"Francamente, queridos: me importa un bledo", de Raúl Castañón del Río

24.05.2019

El veterano juez Butler masculló entre dientes y luego resopló contra la toga que vestía -aunque ya por poco tiempo-. La demanda, si bien no exenta de glamour ajeno al demandante, le pareció absurda y aderezada con un desmedido afán de protagonismo. En sus muchos años de judicatura, Butler las había visto de colores para todos los gustos; desde el blanco y negro maniqueo de juventud, hasta las combinaciones más chillonas y pintureras que imaginarse pudiera uno. Pero esta vez las ganas de hacerse notar del demandante rayaban ya el surrealismo; y no precisamente el cinematográfico, como enseguida se verá.

Rufus T. Hughes, de Austin, Texas, acaudalado industrial del sector petrolero con fama de diletante excéntrico, había presentado en los juzgados del condado una demanda contra Samuel Howard Ray, un pobre hombre a todos los efectos, electricista de profesión, que pasaba por allí, por la propiedad privada de Hughes, adonde ingresó contraviniendo una muy peculiar ley local. Era la ley relativa a la prohibición de poseer tenazas -¡te-na-zas!-, tenazas que Ray portaba y que se le incautaron en el momento de su identificación. Según declaró en su testimonio, la intromisión se produjo por error y sin conocimiento, durante una revisión rutinaria del tendido eléctrico circundante. Ahora Hughes reclama a Ray -o subsidiariamente a la compañía empleadora de este- una indemnización de 17.619 $, la resultante de sumar los años de producción de sus tres películas favoritas y multiplicarlos por tres; ahí es nada. Los títulos de las películas en cuestión son, por orden cronológico, Ciudadano Kane (1941), Gigante (1956) y King Kong (1976). Ray por su parte, además de declararse totalmente ignorante en cuanto al cine anterior a la década de los 90, también dijo desconocer en el momento de los hechos la antedicha prohibición de tenencia de tenazas.

El juez Butler era reputado cinéfilo, además de conocido por su filosofía cotidiana y aguda socarronería -tan proverbiales en él como el absurdo en ciertas leyes estatales-, y a fe que no defraudó al respecto. Cumplió con las expectativas cuando hubo de emitir sentencia, pocos días antes de su jubilación. Con gesto impasible y un más que probable deleite interior, dictaminó lo siguiente: <<Por el poder que se me otorga y oídas las partes en litigio, y tenidos en cuenta los antecedentes y fundamentos de derecho, así como consideraciones de buen gusto general y particular, resuelvo que:

Primero: No existen hechos probados que sostengan la acusación, ni constan tampoco daños a terceros de ningún tipo.

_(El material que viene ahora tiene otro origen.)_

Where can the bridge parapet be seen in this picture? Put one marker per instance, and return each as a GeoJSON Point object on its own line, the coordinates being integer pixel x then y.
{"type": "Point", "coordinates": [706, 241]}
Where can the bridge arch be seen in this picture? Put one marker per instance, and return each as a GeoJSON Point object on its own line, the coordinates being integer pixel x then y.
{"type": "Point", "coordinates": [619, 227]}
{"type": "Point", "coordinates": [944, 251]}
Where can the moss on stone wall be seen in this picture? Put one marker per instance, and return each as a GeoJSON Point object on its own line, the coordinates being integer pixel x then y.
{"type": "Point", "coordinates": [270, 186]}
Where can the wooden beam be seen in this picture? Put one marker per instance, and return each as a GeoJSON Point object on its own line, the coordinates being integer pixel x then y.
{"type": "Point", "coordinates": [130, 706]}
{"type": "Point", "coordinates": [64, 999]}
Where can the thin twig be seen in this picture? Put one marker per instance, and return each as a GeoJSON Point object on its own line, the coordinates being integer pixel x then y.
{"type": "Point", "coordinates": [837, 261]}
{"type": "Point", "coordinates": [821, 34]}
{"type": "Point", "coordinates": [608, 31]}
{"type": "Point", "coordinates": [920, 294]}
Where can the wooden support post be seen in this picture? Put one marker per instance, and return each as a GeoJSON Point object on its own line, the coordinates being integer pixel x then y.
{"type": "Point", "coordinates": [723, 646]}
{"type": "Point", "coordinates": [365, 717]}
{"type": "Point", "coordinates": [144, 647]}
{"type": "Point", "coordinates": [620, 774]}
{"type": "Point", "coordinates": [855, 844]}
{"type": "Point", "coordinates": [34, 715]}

Segundo: Este tribunal admite la alegación del abogado defensor en cuanto que, por su bien acreditado oficio de electricista, Samuel Howard Ray tenía licencia para llevar tenazas consigo, circunstancia eximente de los cargos que se le imputan.

Tercero: De cargarse en su debe algún delito, este en todo caso sería el más venial de no haber visto el acusado -o cualquier otro aleatorio ciudadano- "Ciudadano Kane", "Gigante" y no tanto "King Kong", algo fallida e insustancial para mi gusto, añadiendo por cuenta propia y por mantener una terna como referencia Lo que el viento se llevó, mucho más notable e influyente a mi juicio.

Así pues, ajustándome a derecho y también por razones de logística y contra toda lógica cinéfila, debo declarar impune -aunque no absuelto en mi fuero interno, por su confeso y voluntario soslayo del cine clásico- al señor Samuel Howard Ray, quien tampoco puede ser calificado de delincuente pese a ese hecho irrefutable de no estar versado ni interesado en el séptimo arte. De poder aplicarse aquí otra legalidad más instructiva, sin duda lo condenaría a la grata pena de asistir en días sucesivos a una proyección didáctica de los filmes citados, siendo recomendable por su metraje el visionado de "Lo que el viento se llevó" en compañía del demandante, señor Hughes, a fin de disponer así de más tiempo para cultivar la concordia entre ambos. Y si finalmente congeniasen bien las partes -todo un logro, por otro lado, considerando sus evidentes disparidades y disparates-, bien podrían asistir juntos y en armonía a la proyección de otro clásico: el "King Kong" original (RKO, 1933), una auténtica monada.